Luego la propia Sheinbaum protagonizó otro episodio de falta de cálculo. En su registro ante el INE, la flamante candidata mató su propia nota al hablar de la protesta en el Zócalo. Armó un gran evento con cargada y toda la cosa para enseguida descalificar, dándoles importancia, a los adversarios de AMLO.

La cosa no paró ahí. Ayer, lo que significa mucho tiempo después en esta era de redes sociales, la senadora Malú Micher subió a la tribuna a defender al gobierno, pero con este pésimo tino remató: “Ustedes podrán llenar dizque las plazas, nosotros vamos a llenar las urnas. Que les vaya bien. Abur”.

Dime que te sigue doliendo la protesta en un centenar de poblaciones sin decírmelo: así, despreciando las marchas, ésas que creías que eran tuyas, ésas de las que no puedes dejar de hablar 72 horas después.

En Morena creen que lo que ellos digan es, por eso les parece inconcebible una realidad donde otros llenan las plazas, donde la candidata opositora tiene una buena jugada. Y si se les dice, e incluso si lo ven, reponen que no es cierto, que son visiones, que es imposible.

Hace cinco años, y también a propósito de Morena, aquí se citó al exministro británico David Owen y su estudio de los cambios de personalidad en quienes están en el poder.

En una entrevista Owen abundó sobre eso que denomina hubris: “Excesiva confianza en el juicio de uno mismo y menosprecio a los consejos y las críticas”. Dijo que las personas afectadas por ese síndrome “se muestran incansables, tendientes a los impulsos y la poca prudencia”.

Muy quitado de la pena, ajeno a cualquier crítica o sensato consejo, el incansable presidente de la República mostró este miércoles que aquellos jerárquicamente debajo suyo emulan su errático comportamiento, uno propio de hubris.

De un plumazo confirmó que “respetuosamente” usaba de corre ve y dile al ministro Arturo Zaldívar cuando éste era, o de eso cobraba, presidente de la Suprema Corte.

Encerrado en su burbuja, Andrés Manuel López Obrador no ve que daña a su propio movimiento al revelar lo que era un escándalo sotto voce y tema de columnas y libros.
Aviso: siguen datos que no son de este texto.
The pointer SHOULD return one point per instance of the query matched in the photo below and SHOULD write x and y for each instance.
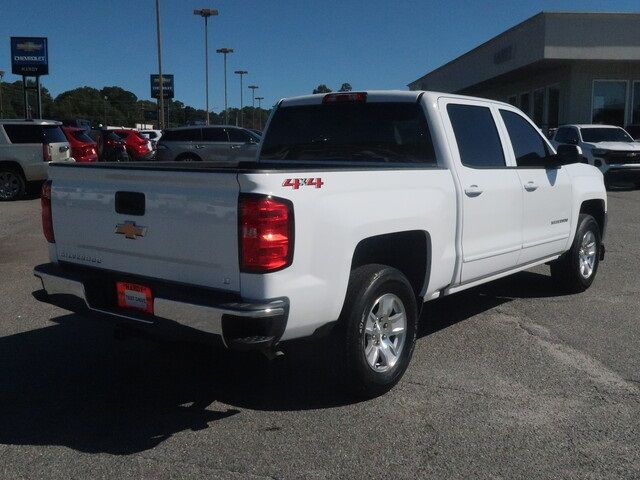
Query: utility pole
(1, 108)
(161, 83)
(241, 73)
(260, 110)
(206, 13)
(253, 105)
(225, 51)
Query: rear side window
(82, 136)
(35, 134)
(476, 135)
(23, 133)
(239, 136)
(214, 135)
(528, 145)
(185, 135)
(393, 132)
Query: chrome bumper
(202, 318)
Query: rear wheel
(577, 268)
(12, 183)
(377, 330)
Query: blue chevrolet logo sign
(29, 56)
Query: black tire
(567, 269)
(12, 183)
(367, 284)
(188, 157)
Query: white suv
(608, 147)
(26, 148)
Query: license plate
(135, 296)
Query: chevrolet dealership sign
(29, 56)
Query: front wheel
(576, 269)
(377, 329)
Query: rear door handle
(472, 191)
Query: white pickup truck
(358, 208)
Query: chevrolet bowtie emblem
(130, 230)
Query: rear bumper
(241, 325)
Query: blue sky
(288, 46)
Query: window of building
(538, 107)
(635, 107)
(476, 135)
(528, 145)
(553, 106)
(525, 100)
(608, 102)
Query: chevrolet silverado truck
(358, 208)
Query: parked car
(138, 146)
(153, 136)
(218, 143)
(607, 147)
(83, 147)
(26, 149)
(634, 131)
(361, 207)
(111, 147)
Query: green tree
(322, 88)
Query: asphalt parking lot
(508, 380)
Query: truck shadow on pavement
(73, 384)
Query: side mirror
(568, 154)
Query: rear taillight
(47, 220)
(266, 229)
(46, 152)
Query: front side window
(596, 135)
(609, 99)
(384, 132)
(528, 145)
(476, 135)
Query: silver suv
(220, 143)
(26, 148)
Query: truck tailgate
(185, 229)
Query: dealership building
(557, 67)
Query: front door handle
(472, 191)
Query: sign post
(30, 58)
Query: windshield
(362, 132)
(596, 135)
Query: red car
(138, 146)
(83, 148)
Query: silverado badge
(130, 230)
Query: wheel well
(595, 208)
(14, 165)
(406, 251)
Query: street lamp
(206, 13)
(225, 51)
(241, 73)
(1, 77)
(253, 105)
(161, 83)
(260, 109)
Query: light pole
(260, 109)
(1, 109)
(241, 73)
(161, 83)
(206, 13)
(225, 51)
(253, 105)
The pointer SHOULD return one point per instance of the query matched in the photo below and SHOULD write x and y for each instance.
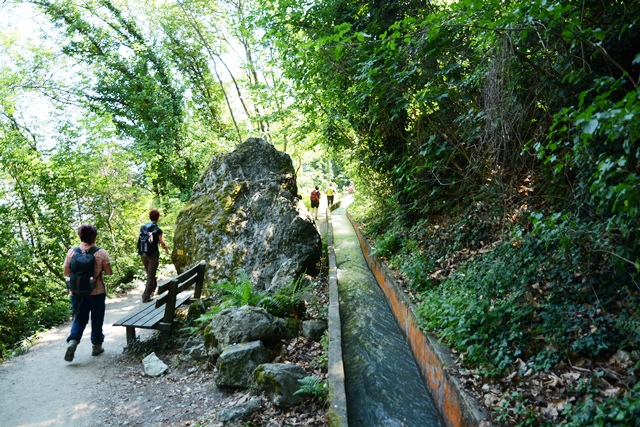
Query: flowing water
(382, 381)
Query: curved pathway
(41, 389)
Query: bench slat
(159, 313)
(136, 314)
(148, 316)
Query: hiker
(150, 237)
(330, 195)
(92, 304)
(315, 202)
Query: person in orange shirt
(92, 305)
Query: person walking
(92, 305)
(150, 237)
(315, 202)
(330, 192)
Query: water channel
(382, 381)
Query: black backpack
(148, 239)
(82, 282)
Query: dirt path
(41, 389)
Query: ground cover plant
(543, 323)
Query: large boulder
(243, 324)
(245, 213)
(279, 382)
(235, 366)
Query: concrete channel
(456, 408)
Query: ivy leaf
(599, 34)
(590, 127)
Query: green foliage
(536, 299)
(314, 387)
(285, 302)
(618, 411)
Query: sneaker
(97, 350)
(71, 350)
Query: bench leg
(131, 334)
(164, 336)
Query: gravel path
(40, 388)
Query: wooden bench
(159, 313)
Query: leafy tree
(133, 84)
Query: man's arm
(163, 244)
(106, 268)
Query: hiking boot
(71, 350)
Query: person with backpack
(84, 267)
(330, 192)
(148, 240)
(315, 202)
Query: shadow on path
(40, 388)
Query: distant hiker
(330, 195)
(150, 237)
(315, 202)
(86, 301)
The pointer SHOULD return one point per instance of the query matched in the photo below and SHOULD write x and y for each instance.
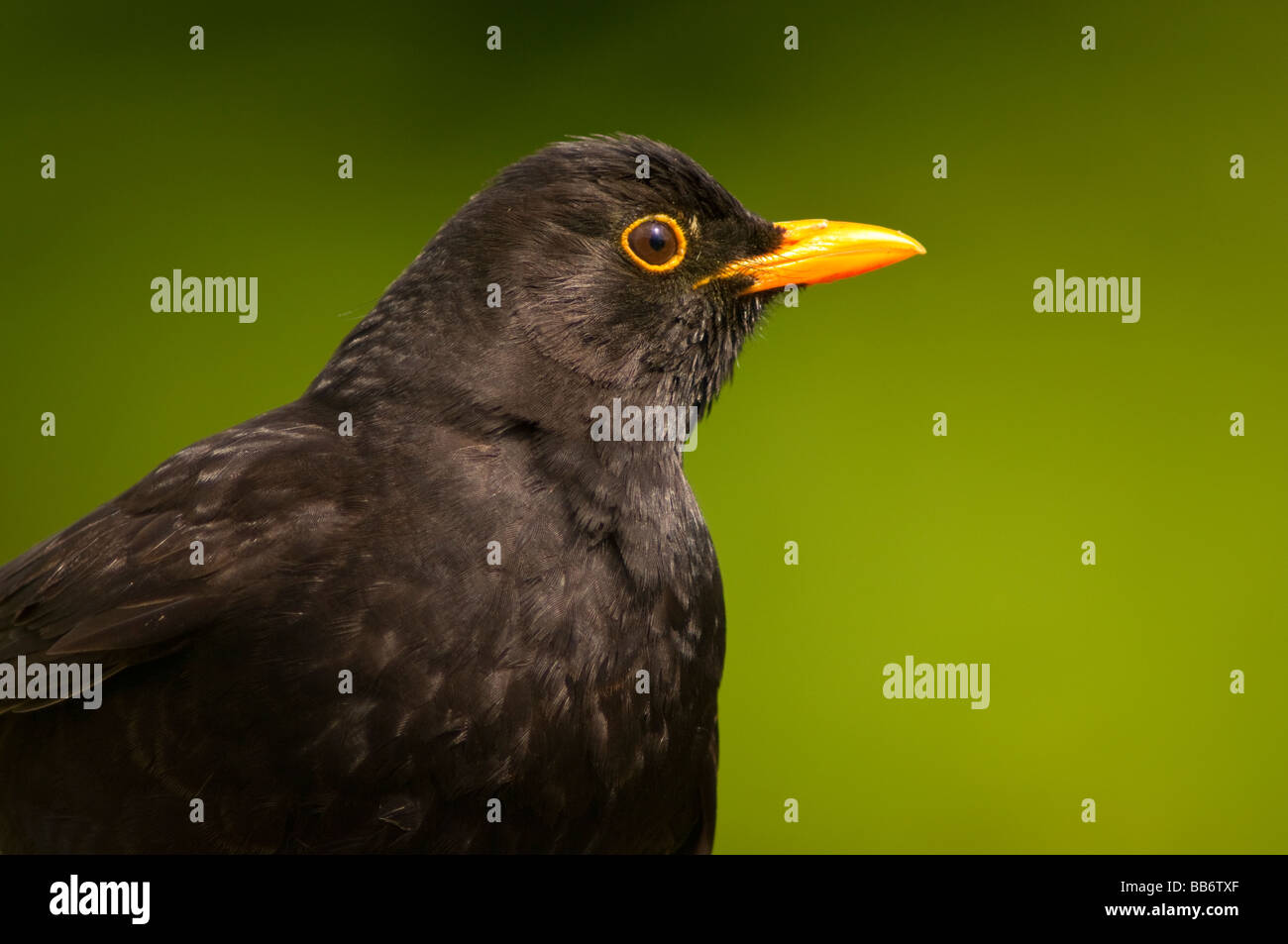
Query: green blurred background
(1108, 682)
Pero la palabra presidencial pesa, y acaba de aplastar las escasísimas dudas que quedaban sobre la independencia de Zaldívar.

Por qué lo hace. Porque AMLO se cree más allá de los votantes, y lo mismo cree de sus seguidores: que sobrevivirán a toda evidencia de impericia, incongruencia, soberbia o corrupción. Tarde o temprano descubrirán que más bien estaban a punto del coma político, aquejados de arrogancia.

Abur les van a decir los ciudadanos si siguen viendo sin ver.